The many
Many Ma"ny, a. & pron.

Note: [It has no variation to express degrees of comparison; more and most, which are used for the comparative and superlative degrees, are from a different root.] [OE. mani, moni, AS. manig, m[ae]nig, monig; akin to D. menig, OS. & OHG. manag, G. manch, Dan. mange, Sw. m[*a]nge, Goth. manags, OSlav. mnog', Russ. mnogii; cf. Icel. margr, Prov. E. mort. [root]103.] Consisting of a great number; numerous; not few. [1913 Webster]

Thou shalt be a father of many nations. --Gen. xvii. 4. [1913 Webster]

Not many wise men after the flesh, not many mighty, not many noble, are called. --1 Cor. i. 26. [1913 Webster]

Note: Many is freely prefixed to participles, forming compounds which need no special explanation; as, many-angled, many-celled, many-eyed, many-footed, many-handed, many-leaved, many-lettered, many-named, many-peopled, many-petaled, many-seeded, many-syllabled (polysyllabic), many-tongued, many-voiced, many-wived, and the like. In such usage it is equivalent to {multi}. Comparison is often expressed by many with as or so. ``As many as were willing hearted . . . brought bracelets.'' --Exod. xxxv. 22. ``So many laws argue so many sins.'' --Milton. Many stands with a singular substantive with a or an. [1913 Webster]
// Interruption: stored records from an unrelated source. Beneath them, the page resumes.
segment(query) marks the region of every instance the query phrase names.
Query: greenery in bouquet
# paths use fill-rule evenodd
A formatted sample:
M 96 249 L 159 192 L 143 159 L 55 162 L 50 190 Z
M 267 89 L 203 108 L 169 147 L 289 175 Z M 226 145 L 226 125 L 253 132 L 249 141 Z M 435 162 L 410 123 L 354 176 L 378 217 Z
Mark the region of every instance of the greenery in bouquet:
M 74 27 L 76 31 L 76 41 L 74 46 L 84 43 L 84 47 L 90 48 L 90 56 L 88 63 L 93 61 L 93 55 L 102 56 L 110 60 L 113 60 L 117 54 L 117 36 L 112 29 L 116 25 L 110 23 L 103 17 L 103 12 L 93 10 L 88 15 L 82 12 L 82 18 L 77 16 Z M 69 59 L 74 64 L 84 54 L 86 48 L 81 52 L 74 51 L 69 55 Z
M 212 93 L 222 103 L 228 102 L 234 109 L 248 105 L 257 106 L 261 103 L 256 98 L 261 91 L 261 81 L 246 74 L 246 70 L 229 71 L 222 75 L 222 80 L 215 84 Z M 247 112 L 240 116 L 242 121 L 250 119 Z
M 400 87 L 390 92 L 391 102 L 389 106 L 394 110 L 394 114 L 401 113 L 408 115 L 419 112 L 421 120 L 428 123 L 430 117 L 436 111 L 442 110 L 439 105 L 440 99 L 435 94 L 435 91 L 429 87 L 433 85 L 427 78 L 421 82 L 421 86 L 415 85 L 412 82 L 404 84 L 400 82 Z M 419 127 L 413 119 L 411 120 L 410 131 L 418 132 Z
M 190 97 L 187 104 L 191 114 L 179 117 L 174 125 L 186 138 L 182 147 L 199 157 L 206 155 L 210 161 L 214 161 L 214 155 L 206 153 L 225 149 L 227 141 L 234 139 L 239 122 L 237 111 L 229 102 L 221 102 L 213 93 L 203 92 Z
{Many a}, a large number taken distributively; each one of many. ``For thy sake have I shed many a tear.'' --Shak. ``Full many a gem of purest ray serene.'' --Gray.

{Many one}, many a one; many persons. --Bk. of Com. Prayer.
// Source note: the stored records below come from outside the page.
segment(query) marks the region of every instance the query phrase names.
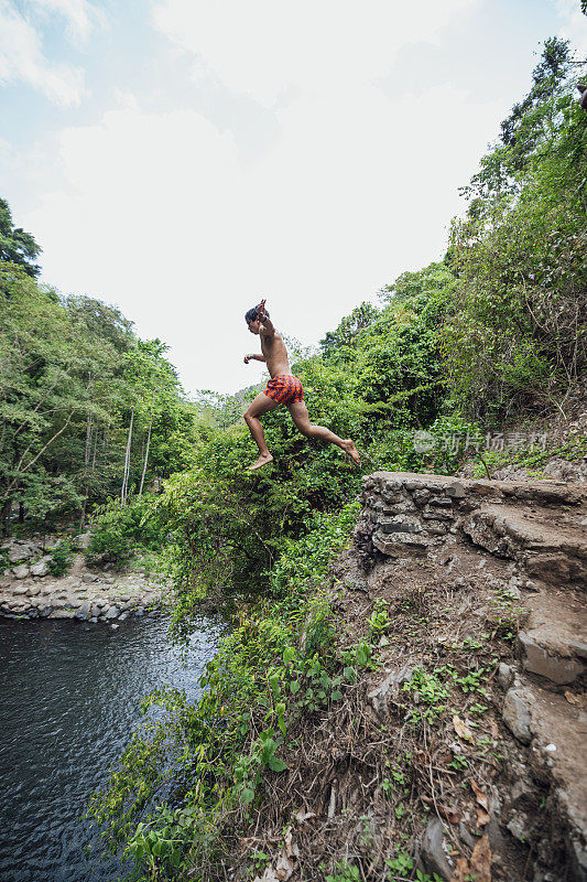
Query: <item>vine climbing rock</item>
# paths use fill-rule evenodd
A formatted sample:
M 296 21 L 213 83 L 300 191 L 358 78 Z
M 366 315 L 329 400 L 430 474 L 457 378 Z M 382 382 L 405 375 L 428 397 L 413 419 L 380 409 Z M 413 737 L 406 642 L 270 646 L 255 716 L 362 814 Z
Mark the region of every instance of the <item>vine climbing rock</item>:
M 587 101 L 587 89 L 583 96 Z M 501 797 L 502 817 L 492 847 L 504 848 L 512 837 L 532 839 L 534 820 L 528 808 L 523 810 L 523 792 L 539 788 L 557 830 L 556 841 L 563 842 L 565 864 L 559 875 L 548 875 L 540 869 L 540 860 L 547 861 L 544 847 L 530 841 L 539 863 L 535 875 L 524 879 L 585 882 L 585 485 L 377 472 L 363 480 L 361 501 L 356 553 L 369 573 L 368 592 L 401 567 L 414 572 L 415 566 L 417 572 L 420 561 L 422 571 L 432 568 L 433 578 L 446 574 L 447 591 L 471 589 L 479 606 L 474 613 L 483 613 L 486 585 L 497 585 L 519 604 L 518 627 L 511 635 L 514 658 L 496 668 L 496 680 L 502 689 L 502 722 L 518 744 L 517 767 L 528 783 L 512 777 L 510 793 Z M 380 704 L 377 688 L 371 693 Z M 499 863 L 499 857 L 496 860 Z M 439 871 L 438 865 L 434 869 Z M 448 878 L 446 868 L 443 874 Z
{The many}, the majority; -- opposed to {the few}. See {Many}, n.

{Too many}, too numerous; hence, too powerful; as, they are too many for us. --L'Estrange. [1913 Webster]

Syn: Numerous; multiplied; frequent; manifold; various; divers; sundry. [1913 Webster]


The Collaborative International Dictionary of English. 2000.